La mission s’est appuyée sur la documentation disponible, en particulier la dernière édition des comptes de l’agriculture de la Nation, des résultats du Réseau d’information comptable agricole (RICA) et des analyses de l’INSEE ou de scientifiques d’INRAE et d’autres établissements. Elle a complété ces données par des auditionsd’experts et les réflexions issues du Varenne de l'eau et de l'adaptation au changement climatique et d’autres travaux menés par le CGAAER.
Résumé :
En 30 ans, le RNBA a baissé de près de 40 % en France en euros constants. Dans le même temps, le nombre d’exploitations agricoles a diminué de 60 % avec des évolutions importantes des structures juridiques. Cependant, l’évolution démographique a permis un accroissement du résultat net par actif agricole non salarié (UTANS), mais de fortes fluctuations ont été enregistrées au cours des dix dernières années. Sur la base du RICA des trois dernières décennies, l’excédent brut d’exploitation par UTANS a augmenté de 35 % alors que le revenu disponible par UTANS a été structurellement stable, en euros constants.
Ces moyennes, cachent une très forte hétérogénéité des revenus agricoles suivant les catégories d’exploitations, en particulier en termes d’orientations technico-économiques, de taille et de circuits de commercialisation. Cette hétérogénéité est tout autant observée entre exploitations d’une même catégorie.

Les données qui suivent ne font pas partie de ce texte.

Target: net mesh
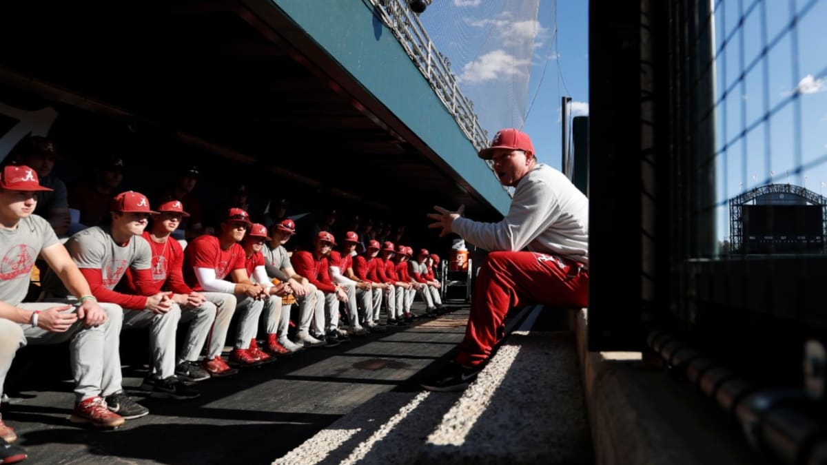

Pour l’avenir, outre les niveaux d’aides publiques, les revenus des exploitations agricoles sont dépendants des marchés de produits agricoles et des intrants, ainsi que de la productivité des facteurs de production alors que les aléas climatiques et sanitaires sont croissants. Ceux-ci obligent les agriculteurs à faire évoluer leurs systèmes et pratiques d’exploitation et à faire face à une hausse des coûts de production, accentuée par l’impact de l’élévation des normes pour répondre aux attentes sociétales dans les domaines de l’environnement et du bien-être animal.
Deux premières recommandations de la mission visent à approfondir les analyses et les débats sur les revenus agricoles en prenant plus en compte la diversité des systèmes de production et de commercialisation.
Les deux suivantes soulignent la nécessité de renforcer les compétences des agriculteurs, dans un contexte très exigeant pour eux, par le développement du conseil stratégique et une évolution substantielle des modes de diffusion des connaissances (en s’appuyant notamment sur le PIA 4).
La cinquième recommandation concerne le marché et invite à explorer, au moins pour la PAC d’après 2027, les possibilités de régulation des marchés.
La sixième recommandation vise à assurer des cohérences d’ensemble au plan régional où tous les facteurs peuvent être pris en compte, qu’ils résultent de décisions européennes, nationales ou régionales et locales.
Enfin, la septième recommandation se rapporte aux perspectives de diversification des revenus avec la production d’énergies renouvelables, en insistant sur la nécessité de mettre à la disposition des agriculteurs des informations complètes et actualisées sur les conditions de réalisation et l’impact escompté sur les revenus.